Peaches and cream! Well, not exactly. Today's morning smoothie is made of peaches, soy milk, and coconut oil.
We weren’t
supposed to keep her. We were supposed to have her only for a week, while her
owners went on vacation. Her name was Wendy and she was a tiny red and white
stray cat with huge amber eyes and a petal pink nose, in the shape of a heart.
She came with a litter box and food supply to last her a week.
Of course we
fell in love with her, and of course we kept her!
Wendy arrived
just as I started my career as a journalist, and she and I learnt the ropes
together. She was the perfect newspaper cat, she loved the crackling sound of
paper, and would often sleep on top of it or roll on it.

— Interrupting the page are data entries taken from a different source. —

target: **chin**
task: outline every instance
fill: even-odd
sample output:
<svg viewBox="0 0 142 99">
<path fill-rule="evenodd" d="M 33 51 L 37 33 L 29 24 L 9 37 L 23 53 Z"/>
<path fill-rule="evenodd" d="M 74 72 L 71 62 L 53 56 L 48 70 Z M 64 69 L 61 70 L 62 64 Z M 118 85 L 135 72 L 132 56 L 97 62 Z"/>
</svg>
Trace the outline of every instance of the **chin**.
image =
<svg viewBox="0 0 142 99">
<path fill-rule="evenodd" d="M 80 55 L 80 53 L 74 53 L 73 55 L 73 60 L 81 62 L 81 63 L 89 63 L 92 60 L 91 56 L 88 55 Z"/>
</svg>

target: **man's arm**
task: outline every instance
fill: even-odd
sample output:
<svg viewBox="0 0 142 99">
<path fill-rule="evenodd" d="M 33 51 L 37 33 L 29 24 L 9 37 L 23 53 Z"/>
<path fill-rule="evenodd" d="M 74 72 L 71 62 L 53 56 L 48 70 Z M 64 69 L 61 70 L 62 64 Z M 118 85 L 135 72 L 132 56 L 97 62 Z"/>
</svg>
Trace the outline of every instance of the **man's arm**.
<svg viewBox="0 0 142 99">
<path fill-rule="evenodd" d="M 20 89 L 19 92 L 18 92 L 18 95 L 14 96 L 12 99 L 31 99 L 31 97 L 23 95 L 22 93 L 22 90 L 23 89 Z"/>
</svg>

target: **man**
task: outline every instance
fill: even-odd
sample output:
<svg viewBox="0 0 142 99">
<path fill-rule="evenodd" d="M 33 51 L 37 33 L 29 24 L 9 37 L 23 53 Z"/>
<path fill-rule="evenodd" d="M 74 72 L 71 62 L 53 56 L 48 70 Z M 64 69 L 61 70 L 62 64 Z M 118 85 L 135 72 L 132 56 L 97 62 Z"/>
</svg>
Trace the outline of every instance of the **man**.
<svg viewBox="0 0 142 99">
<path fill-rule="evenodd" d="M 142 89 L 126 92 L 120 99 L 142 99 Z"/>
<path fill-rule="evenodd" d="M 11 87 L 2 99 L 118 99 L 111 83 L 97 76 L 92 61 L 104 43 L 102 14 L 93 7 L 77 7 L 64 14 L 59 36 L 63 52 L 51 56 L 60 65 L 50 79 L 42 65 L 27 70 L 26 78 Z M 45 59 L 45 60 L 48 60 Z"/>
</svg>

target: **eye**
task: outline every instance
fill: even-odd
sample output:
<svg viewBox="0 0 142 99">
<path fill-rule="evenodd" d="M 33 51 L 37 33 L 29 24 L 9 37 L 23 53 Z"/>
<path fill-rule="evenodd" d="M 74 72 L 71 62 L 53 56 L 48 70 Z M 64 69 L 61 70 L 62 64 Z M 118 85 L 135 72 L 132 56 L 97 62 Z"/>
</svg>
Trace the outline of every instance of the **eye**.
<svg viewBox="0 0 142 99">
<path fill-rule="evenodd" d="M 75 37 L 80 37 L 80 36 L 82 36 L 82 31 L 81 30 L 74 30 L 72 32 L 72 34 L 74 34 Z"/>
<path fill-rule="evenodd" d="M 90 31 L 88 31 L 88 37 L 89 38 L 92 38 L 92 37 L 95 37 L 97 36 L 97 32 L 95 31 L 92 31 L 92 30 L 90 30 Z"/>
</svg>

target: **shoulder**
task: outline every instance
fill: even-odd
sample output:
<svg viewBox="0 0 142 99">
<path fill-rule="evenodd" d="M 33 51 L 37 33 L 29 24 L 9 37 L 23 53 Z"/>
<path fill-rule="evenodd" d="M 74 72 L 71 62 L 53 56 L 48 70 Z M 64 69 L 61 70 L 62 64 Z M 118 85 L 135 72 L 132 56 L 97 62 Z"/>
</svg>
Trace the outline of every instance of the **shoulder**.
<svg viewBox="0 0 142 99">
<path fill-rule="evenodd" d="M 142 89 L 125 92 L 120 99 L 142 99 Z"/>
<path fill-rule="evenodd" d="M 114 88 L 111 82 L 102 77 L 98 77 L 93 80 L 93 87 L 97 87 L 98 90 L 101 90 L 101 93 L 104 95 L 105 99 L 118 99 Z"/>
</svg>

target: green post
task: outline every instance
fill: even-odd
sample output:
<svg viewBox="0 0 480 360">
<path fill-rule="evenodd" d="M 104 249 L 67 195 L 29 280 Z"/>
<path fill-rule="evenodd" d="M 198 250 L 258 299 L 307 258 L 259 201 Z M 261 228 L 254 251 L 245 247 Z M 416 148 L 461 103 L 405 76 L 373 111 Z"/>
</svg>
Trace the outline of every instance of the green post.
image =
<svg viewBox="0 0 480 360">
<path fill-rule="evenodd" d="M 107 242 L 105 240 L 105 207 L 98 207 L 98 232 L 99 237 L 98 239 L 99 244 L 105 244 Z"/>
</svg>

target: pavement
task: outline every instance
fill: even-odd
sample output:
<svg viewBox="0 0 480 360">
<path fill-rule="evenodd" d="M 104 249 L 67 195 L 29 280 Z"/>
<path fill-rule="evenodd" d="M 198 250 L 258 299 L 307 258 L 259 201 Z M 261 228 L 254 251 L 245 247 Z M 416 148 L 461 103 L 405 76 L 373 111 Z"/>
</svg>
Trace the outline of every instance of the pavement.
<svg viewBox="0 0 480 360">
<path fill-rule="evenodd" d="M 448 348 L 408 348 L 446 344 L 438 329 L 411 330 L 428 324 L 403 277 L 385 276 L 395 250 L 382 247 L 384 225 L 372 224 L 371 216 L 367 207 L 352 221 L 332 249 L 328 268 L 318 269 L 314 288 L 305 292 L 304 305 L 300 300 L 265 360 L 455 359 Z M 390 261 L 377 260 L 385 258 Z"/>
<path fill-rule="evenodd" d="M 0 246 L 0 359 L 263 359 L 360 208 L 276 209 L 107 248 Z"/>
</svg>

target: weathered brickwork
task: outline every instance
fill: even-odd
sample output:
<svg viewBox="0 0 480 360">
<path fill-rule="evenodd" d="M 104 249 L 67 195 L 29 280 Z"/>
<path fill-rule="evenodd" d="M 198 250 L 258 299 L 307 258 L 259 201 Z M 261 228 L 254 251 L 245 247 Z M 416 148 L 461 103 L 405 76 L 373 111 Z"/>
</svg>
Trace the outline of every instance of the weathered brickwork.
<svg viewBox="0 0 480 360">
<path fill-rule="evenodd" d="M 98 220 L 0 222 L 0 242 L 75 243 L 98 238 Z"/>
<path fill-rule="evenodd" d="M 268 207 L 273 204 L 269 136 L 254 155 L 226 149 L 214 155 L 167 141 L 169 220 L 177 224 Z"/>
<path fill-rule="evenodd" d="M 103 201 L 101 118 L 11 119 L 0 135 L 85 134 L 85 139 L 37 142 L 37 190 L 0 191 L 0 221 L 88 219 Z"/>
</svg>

When I was alone at
night, writing and re-writing, editing and filing, Wendy was right there, next
to me. I called her my Muse. I thought I couldn’t write without her.
“How does this
sound?” I’d say and read a paragraph I had written.
If Wendy didn’t
look up in a certain way, the paragraph had to go. I trusted her completely.
Later, when I
was pregnant, Wendy happily tested all the purchases we made. She checked the
firmness of the crib mattress, she warmed up the Moses basket, and she very
gently put her soft white paw on the blue, fuzzy baby blanket. After having
examined everything, she turned to me with her grave, amber eyes as if to say:
“Everything will turn out all right, you’ll see.”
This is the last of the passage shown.